Vector{Vector{T} where T} vs Vector{Vector{T}} where T


#1

I can see a lot of discussions around UnionAll and new where keyword on GitHub, but most comments seem to make sense only to people who track the topic for a long time. Is there any docs or drafts (except for news) about it? In particular, I’m confused that this:

Vector{Vector{T} where T} 

is treated differently from:

Vector{Vector{T}} where T

Can somebody provide an example of what data would match the first and the second type definition?


#2

There is some discussion of this exact example in the section entitled UnionAll Types in the chapter of the Julia manual on Types, which is here:

http://docs.julialang.org/en/latest/manual/types.html#UnionAll-Types-1

– Steve Vavasis


#3

Imagine the only types in Julia happened to be Int and String, so that T had to be one of those.

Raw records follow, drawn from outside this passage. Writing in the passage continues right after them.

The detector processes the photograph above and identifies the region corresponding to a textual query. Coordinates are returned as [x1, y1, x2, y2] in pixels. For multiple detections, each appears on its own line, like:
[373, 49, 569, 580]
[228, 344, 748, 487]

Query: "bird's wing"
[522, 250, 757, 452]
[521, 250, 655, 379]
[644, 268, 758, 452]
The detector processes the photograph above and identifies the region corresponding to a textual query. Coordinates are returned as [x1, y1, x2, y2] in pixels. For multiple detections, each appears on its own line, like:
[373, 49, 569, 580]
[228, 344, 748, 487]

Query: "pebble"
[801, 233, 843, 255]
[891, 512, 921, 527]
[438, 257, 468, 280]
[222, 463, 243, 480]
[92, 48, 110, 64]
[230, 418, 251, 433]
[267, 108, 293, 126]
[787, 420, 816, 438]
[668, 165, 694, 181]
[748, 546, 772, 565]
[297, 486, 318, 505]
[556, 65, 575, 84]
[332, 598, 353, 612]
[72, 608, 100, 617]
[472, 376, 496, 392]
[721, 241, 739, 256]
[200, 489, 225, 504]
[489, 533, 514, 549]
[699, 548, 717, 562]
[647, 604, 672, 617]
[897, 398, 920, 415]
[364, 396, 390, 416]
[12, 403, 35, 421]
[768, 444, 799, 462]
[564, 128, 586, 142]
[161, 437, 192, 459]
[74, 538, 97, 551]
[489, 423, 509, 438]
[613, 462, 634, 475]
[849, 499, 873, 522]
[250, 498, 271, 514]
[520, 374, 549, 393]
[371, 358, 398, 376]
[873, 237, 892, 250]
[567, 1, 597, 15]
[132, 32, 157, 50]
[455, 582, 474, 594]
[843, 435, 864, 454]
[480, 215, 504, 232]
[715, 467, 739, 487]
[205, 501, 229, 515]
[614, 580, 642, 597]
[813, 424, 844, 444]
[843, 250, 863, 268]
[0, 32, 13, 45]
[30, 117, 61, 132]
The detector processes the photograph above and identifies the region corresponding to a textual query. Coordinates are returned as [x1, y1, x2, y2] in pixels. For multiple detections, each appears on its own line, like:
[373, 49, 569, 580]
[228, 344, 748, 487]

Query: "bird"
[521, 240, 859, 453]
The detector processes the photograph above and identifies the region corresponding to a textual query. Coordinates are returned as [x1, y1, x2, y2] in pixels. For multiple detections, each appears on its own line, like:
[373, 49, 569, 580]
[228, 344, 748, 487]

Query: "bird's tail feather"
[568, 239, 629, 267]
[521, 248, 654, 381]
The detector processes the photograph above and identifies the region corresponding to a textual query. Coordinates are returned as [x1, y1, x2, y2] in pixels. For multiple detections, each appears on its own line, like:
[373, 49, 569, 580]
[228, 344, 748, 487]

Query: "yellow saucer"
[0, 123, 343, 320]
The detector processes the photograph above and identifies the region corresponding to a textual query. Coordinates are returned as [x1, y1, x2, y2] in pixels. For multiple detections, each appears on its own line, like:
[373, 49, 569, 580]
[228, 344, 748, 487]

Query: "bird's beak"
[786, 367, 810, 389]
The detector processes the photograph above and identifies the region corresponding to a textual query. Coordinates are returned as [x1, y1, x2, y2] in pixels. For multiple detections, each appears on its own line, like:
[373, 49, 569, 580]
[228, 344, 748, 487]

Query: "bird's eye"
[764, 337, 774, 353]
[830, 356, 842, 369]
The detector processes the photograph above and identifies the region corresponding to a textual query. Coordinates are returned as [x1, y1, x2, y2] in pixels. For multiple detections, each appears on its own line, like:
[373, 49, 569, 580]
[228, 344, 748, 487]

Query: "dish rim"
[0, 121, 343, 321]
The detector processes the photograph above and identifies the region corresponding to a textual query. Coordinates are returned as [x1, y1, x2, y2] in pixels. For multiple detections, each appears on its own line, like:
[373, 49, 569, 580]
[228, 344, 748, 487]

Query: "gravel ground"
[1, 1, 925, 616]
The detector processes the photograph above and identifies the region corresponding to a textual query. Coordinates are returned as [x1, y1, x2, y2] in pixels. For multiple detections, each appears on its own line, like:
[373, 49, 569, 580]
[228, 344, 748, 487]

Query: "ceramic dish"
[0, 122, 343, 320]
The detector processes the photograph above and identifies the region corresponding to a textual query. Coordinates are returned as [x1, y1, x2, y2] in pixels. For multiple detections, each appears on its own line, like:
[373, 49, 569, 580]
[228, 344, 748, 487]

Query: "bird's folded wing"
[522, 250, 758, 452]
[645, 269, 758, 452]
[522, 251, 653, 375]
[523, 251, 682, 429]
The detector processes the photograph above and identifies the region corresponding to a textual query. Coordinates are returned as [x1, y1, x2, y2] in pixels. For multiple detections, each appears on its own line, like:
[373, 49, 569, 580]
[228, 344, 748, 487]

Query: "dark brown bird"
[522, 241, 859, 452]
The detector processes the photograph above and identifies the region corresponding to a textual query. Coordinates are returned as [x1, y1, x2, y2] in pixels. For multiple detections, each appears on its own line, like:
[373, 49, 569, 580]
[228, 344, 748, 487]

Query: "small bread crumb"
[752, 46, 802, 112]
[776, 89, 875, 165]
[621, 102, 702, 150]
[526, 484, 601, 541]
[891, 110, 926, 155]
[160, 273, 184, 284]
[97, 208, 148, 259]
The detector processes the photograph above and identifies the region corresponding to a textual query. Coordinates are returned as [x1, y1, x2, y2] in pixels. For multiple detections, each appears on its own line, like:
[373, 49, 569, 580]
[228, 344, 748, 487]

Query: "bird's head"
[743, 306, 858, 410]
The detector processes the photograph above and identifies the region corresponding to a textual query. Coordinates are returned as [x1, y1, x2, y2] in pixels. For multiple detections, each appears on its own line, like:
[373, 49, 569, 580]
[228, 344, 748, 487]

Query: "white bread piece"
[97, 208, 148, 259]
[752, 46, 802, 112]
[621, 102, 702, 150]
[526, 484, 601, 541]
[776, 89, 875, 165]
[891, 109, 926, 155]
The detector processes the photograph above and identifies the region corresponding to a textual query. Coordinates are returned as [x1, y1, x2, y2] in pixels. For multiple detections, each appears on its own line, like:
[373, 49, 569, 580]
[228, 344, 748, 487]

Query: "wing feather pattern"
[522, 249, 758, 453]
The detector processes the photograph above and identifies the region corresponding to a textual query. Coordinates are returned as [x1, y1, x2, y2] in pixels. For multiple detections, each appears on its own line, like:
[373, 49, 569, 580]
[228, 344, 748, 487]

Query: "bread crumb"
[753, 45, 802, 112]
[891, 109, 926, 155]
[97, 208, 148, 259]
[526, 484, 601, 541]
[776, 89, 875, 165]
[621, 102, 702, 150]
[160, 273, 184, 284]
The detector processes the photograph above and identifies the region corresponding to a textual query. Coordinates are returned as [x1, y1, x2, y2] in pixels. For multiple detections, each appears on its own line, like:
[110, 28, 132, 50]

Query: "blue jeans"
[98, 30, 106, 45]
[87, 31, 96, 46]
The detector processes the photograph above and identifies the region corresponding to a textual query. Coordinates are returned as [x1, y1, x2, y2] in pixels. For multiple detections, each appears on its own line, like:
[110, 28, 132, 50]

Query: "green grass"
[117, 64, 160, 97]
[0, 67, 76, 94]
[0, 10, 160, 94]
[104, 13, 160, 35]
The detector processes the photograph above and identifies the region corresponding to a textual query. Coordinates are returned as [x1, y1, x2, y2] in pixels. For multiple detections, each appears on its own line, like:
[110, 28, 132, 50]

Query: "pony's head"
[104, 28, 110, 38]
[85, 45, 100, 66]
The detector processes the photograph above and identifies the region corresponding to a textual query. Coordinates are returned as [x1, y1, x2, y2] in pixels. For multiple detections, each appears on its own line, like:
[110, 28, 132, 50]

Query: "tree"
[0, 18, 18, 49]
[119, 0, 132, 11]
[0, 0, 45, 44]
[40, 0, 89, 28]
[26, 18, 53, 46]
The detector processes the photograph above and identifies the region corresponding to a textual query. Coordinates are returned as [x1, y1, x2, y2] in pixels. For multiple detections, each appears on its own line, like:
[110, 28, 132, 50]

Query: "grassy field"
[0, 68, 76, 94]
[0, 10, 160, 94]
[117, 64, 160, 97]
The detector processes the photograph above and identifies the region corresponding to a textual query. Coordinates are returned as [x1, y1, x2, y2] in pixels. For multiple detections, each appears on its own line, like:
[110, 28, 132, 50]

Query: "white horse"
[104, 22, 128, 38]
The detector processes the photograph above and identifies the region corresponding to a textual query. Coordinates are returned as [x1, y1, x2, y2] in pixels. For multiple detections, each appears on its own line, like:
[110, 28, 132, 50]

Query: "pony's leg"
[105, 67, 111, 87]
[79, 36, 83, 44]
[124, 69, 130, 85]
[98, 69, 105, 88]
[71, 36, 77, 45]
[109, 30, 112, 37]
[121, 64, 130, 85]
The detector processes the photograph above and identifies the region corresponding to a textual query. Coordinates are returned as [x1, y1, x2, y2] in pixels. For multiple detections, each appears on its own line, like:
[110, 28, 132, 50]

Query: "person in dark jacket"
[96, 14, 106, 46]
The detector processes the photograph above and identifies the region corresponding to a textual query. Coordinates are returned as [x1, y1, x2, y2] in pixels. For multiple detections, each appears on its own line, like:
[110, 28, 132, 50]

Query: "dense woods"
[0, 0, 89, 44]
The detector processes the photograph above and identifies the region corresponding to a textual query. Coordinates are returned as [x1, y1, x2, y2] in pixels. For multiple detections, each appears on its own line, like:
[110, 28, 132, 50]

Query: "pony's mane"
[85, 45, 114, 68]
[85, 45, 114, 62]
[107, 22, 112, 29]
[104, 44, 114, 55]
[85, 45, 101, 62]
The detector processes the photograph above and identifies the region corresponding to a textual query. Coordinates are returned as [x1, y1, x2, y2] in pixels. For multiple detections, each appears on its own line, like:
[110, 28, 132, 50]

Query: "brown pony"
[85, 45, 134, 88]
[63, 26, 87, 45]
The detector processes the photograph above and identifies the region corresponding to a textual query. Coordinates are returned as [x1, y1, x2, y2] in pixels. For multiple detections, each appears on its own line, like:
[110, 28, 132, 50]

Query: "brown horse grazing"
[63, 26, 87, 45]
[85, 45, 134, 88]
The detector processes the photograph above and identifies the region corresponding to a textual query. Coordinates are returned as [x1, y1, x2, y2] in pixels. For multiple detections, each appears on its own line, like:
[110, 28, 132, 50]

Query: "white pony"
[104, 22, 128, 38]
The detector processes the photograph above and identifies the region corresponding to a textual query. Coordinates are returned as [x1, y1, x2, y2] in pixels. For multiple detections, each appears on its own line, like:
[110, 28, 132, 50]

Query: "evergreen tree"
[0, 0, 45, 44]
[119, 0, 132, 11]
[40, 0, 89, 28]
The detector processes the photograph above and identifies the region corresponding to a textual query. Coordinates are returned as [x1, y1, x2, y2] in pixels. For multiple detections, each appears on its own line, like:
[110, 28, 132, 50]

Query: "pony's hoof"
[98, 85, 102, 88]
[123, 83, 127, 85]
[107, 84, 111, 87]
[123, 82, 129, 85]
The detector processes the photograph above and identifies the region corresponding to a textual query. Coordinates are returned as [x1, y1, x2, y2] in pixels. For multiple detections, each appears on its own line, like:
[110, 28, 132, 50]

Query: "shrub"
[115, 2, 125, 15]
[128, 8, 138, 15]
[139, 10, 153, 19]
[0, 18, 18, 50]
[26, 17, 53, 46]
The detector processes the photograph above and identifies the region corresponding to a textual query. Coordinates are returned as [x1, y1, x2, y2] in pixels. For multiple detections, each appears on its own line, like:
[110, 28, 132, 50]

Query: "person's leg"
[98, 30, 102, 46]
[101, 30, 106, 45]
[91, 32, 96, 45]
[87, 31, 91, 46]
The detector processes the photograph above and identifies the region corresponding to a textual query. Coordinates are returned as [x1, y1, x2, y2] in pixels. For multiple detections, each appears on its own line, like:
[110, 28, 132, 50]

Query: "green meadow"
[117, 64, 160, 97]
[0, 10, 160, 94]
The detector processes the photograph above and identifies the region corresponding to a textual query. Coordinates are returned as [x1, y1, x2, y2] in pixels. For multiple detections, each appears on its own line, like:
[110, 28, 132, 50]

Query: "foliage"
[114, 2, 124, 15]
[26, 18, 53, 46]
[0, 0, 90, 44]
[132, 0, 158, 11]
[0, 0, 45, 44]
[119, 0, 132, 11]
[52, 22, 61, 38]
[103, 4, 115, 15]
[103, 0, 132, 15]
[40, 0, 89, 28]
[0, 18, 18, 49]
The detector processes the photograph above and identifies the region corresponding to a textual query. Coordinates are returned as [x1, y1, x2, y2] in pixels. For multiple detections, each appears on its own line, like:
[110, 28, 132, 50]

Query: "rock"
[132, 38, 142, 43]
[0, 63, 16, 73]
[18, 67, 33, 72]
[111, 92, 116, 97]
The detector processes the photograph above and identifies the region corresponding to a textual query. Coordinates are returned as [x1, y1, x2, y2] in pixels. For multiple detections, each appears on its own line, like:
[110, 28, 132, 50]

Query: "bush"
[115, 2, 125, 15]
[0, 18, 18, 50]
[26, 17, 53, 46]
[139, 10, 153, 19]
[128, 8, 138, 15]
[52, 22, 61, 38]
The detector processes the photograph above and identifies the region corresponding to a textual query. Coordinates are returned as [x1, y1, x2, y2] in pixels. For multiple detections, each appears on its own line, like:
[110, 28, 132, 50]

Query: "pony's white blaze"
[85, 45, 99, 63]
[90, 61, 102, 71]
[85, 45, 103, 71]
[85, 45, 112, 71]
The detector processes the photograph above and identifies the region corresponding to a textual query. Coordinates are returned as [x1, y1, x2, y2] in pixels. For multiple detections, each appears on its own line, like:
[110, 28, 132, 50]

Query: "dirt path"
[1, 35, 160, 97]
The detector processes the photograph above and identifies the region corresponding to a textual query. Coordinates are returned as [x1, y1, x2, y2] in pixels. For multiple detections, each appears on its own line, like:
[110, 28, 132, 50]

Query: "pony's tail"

Then the first would be equivalent to Vector{Union{Vector{Int},Vector{String}}} and the second to Union{Vector{Vector{Int}}, Vector{Vector{String}}}.


#4

Should this be Vector{Union{Vector{Int}, Vector{String}}}?


#5

I still don’t see what data conforms to these data specification. For example, docs describe Vector{Vector{T} where T} as:

a 1-dimensional array of 1-dimensional arrays; each of the inner arrays consists of objects of the same type, but this type may vary from one inner array to the next.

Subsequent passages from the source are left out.